Reprenant ce travail la BBC (humour anglais) explique que la plupart des britanniques savent déjà ce que viennent de démontrer des chercheurs de l’Hôpital universitaire de Bâle : « Glass of beer ‘makes people more sociable’ ». Dirigé par le Pr Matthias Liechti ces chercheurs ont recruté soixante personnes en bonne santé, hommes et de femmes acceptant de consommer de la bière alcoolisée et sans alcool. Ces volontaires ont accepté de participer à une série de tests psychologiques (reconnaissance du « visage », « empathie », « excitation sexuelle »). Ce travail est aussi résumé par le site news.com.au sous le titre : “Beer ‘helps people shake off sex shyness’”.

Spécialiste bien connu dans ce domaine le Pr Lietchi explique qu’il défriche, étrangement, un champ presque vierge.  «Bien que beaucoup de gens boivent de la bière et connaissent ses effets à travers l’expérience personnelle, n’existe étonnamment que peu de données scientifiques sur ses effets sur le traitement de l’information sociale émotionnelle. »

Plus ou moins émoustillé(e)s

Le désir d’être avec les autres, dans un environnement chaleureux, où l’on parle et échange sans contraintes a augmenté dans le groupe « bière alcoolisée » – et le fait a été plus marqué chez les femmes ainsi que chez ceux naturellement plus inhibés que la moyenne.
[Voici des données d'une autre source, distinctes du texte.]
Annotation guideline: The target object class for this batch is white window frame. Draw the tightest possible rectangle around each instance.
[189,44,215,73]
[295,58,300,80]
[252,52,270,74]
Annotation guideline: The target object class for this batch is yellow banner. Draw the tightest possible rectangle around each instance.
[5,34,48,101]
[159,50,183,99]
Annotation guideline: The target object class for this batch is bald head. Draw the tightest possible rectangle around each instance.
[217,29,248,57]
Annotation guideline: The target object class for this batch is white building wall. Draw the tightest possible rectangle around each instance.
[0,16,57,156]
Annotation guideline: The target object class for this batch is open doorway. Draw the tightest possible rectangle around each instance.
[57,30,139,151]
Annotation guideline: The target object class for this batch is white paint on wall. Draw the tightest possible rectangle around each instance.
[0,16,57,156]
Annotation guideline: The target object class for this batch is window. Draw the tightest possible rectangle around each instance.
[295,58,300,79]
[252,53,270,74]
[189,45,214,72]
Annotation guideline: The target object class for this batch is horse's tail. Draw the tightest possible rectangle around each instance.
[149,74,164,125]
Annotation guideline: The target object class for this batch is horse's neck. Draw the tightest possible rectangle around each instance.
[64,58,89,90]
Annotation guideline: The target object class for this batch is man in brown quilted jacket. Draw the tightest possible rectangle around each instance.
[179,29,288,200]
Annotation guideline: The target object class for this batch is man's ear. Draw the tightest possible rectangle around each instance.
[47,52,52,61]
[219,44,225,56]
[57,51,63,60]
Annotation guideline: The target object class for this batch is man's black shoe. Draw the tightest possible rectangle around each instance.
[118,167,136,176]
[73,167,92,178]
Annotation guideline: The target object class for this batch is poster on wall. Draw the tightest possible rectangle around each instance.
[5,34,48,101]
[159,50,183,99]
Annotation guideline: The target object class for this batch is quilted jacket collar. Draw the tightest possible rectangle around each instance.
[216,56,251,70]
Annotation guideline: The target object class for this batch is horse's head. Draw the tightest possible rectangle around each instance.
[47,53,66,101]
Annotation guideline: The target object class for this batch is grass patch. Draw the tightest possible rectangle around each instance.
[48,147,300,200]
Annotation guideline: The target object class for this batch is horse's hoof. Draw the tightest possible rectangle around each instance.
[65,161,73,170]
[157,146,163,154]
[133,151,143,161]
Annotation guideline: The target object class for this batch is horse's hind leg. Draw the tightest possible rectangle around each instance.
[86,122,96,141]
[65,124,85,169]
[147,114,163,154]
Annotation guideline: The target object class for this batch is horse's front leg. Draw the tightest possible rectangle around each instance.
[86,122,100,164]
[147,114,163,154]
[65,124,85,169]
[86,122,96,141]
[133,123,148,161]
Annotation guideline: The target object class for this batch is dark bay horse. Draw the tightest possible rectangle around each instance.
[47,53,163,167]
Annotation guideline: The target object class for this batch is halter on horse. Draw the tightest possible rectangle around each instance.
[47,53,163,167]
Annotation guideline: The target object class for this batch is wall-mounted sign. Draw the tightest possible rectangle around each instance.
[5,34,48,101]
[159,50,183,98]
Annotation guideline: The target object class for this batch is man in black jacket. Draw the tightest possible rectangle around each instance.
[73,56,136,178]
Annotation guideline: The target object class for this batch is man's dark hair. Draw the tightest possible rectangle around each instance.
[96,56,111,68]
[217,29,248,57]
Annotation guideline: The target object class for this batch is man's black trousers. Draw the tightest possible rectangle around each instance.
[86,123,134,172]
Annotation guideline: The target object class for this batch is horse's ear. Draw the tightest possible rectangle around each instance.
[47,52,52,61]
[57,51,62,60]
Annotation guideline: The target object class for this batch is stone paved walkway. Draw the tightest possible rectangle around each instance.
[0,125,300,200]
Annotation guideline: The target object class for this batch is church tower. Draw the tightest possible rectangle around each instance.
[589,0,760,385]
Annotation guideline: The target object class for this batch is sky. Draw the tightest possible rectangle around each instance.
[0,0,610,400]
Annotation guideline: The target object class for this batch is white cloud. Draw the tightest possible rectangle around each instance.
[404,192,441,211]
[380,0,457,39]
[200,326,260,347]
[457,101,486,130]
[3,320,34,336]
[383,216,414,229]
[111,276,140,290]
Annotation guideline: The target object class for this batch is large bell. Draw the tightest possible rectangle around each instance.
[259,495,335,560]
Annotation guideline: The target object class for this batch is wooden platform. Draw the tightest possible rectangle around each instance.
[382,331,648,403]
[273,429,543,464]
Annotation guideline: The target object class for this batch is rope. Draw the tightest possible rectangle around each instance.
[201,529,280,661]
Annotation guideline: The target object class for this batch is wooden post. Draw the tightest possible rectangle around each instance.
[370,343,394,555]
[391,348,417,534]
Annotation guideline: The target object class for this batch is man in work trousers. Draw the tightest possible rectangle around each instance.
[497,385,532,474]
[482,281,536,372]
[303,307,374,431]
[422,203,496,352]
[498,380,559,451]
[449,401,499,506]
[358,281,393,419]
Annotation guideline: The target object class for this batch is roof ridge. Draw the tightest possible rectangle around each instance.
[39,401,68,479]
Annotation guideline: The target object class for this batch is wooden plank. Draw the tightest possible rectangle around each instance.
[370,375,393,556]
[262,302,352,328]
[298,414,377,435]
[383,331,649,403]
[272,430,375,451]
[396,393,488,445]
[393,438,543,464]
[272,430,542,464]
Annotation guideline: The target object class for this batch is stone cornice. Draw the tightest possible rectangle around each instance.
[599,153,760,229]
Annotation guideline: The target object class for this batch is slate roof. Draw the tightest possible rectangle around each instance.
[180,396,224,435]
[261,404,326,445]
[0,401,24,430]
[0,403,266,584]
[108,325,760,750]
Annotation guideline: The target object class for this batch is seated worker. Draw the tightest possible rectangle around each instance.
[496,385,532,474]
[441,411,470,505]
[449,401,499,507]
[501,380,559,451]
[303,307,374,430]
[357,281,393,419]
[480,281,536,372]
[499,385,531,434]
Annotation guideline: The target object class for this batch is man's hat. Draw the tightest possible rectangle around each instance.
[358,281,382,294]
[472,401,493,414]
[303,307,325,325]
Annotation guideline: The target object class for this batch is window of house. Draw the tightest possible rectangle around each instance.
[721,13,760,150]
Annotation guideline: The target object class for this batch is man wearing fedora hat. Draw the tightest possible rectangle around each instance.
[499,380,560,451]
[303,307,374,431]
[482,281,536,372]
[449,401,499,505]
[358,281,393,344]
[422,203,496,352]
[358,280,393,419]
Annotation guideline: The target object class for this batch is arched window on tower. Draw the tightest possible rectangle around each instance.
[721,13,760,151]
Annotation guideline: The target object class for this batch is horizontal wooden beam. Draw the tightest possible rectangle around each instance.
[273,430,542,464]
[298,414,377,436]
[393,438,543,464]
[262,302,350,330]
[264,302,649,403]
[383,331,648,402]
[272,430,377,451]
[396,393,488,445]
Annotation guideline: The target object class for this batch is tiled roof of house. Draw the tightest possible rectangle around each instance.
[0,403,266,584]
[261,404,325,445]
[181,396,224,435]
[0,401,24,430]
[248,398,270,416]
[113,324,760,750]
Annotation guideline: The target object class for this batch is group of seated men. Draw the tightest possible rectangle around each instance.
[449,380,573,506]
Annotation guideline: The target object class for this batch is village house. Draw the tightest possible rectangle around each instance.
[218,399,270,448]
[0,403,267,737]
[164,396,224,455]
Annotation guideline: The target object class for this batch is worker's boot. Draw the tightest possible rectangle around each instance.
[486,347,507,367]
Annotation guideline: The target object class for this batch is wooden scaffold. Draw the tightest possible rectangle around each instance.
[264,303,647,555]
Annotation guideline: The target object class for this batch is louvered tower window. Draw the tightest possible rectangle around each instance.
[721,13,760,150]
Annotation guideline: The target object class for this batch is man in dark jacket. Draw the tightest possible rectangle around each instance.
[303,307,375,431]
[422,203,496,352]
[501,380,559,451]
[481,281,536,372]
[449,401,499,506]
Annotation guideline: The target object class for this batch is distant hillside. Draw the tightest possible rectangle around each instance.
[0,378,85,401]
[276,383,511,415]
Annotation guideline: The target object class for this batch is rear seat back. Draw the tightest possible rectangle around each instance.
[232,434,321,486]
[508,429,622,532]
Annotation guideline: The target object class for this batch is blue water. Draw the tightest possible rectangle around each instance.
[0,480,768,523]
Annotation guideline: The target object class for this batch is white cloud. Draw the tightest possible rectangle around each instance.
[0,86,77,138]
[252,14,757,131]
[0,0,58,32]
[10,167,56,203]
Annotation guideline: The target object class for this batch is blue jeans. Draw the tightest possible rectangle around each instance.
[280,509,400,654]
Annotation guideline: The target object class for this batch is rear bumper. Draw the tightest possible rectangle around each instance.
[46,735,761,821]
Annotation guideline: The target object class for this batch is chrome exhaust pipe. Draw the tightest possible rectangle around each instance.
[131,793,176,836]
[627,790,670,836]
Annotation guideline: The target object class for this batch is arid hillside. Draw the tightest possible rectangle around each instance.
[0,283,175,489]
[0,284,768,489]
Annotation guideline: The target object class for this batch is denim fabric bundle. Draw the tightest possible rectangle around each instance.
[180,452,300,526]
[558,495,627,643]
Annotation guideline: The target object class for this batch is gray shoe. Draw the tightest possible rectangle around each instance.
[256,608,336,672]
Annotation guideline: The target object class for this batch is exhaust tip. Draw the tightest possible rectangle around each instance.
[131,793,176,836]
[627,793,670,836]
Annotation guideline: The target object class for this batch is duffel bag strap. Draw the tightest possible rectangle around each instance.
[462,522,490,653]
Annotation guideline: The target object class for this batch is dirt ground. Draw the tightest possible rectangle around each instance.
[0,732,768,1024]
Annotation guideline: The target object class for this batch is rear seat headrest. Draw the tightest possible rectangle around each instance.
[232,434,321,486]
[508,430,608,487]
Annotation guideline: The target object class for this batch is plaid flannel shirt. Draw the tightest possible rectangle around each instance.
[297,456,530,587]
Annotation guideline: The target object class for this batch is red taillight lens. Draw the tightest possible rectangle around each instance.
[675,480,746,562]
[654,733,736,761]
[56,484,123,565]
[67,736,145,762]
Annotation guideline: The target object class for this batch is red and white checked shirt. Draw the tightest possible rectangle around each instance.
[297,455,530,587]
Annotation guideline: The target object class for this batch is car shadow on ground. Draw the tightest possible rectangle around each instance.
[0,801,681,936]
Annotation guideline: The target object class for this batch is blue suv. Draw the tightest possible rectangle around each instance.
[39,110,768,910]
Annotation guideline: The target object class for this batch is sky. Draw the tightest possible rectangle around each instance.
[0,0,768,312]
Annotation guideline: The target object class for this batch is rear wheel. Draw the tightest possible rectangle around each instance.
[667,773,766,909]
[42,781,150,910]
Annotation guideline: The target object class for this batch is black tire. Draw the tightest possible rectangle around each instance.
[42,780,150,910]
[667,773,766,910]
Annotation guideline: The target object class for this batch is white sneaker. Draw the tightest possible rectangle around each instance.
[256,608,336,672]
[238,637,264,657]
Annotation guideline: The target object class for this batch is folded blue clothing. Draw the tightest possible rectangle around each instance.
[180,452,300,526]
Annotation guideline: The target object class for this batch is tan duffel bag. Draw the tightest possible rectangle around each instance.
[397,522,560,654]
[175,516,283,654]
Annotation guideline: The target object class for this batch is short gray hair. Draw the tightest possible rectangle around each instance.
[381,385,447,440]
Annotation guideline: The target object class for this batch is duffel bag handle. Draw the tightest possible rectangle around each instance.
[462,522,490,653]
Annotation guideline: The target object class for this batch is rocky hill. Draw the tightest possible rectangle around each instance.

Il en va de même de l’empathie.

Le sexe ? Les participants ont également regardé des images dont le contenu ne prêtait à aucune ambiguïté. Les membres du groupe « sans alcool » était alors très nettement moins émoustillé que leurs collègues de l’autre groupe. Là encore les participantes étaient plus réceptives que les hommes.

Commentant ce travail le Pr Wim van den Brink, addictologue hollandais réputé, ancien président du comité scientifique de l’European College of Neuropsychopharmacology estime qu’il s’agit là « d’une étude intéressante qui confirme la sagesse populaire selon laquelle l’alcool est une sorte de  lubrifiant social et que son utilisation modérée rend les gens plus heureux, plus sociaux et moins inhibé quant à la sexualité.

Alcoolémies variables

« Les différences observées entre les sexes peuvent être expliquées soit par des différences d’alcoolémies entre les hommes et les femmes soit par des facteurs socio-culturels » explique-t-il.  Il rappelle aussi que les émotions et les pensées générées par la consommation d’alcool ne sont pas toujours compatibles avec le socialement acceptable.

Ce travail sera publiée en détail dans la revue Psychopharmacology et présenté à l’European College of Neuropsychopharmacology Congress Conference organisé à Vienne jusqu’au 20 septembre. Ces nouvelles lumières suisses coïncident avec une nouvelle campagne sanitaire française contre le cancer.

L’un des slogans est le suivant : « Je vais plutôt prendre un jus de fruits ». On explique aux citoyens que ce sont de petites phrases comme celle-ci qui peuvent l’aider à réduire son risque de cancer. L’Institut national du Cancer ne dit rien, bien évidemment, des vertus des levées de l’inhibition et des rencontres qu’elles permettent.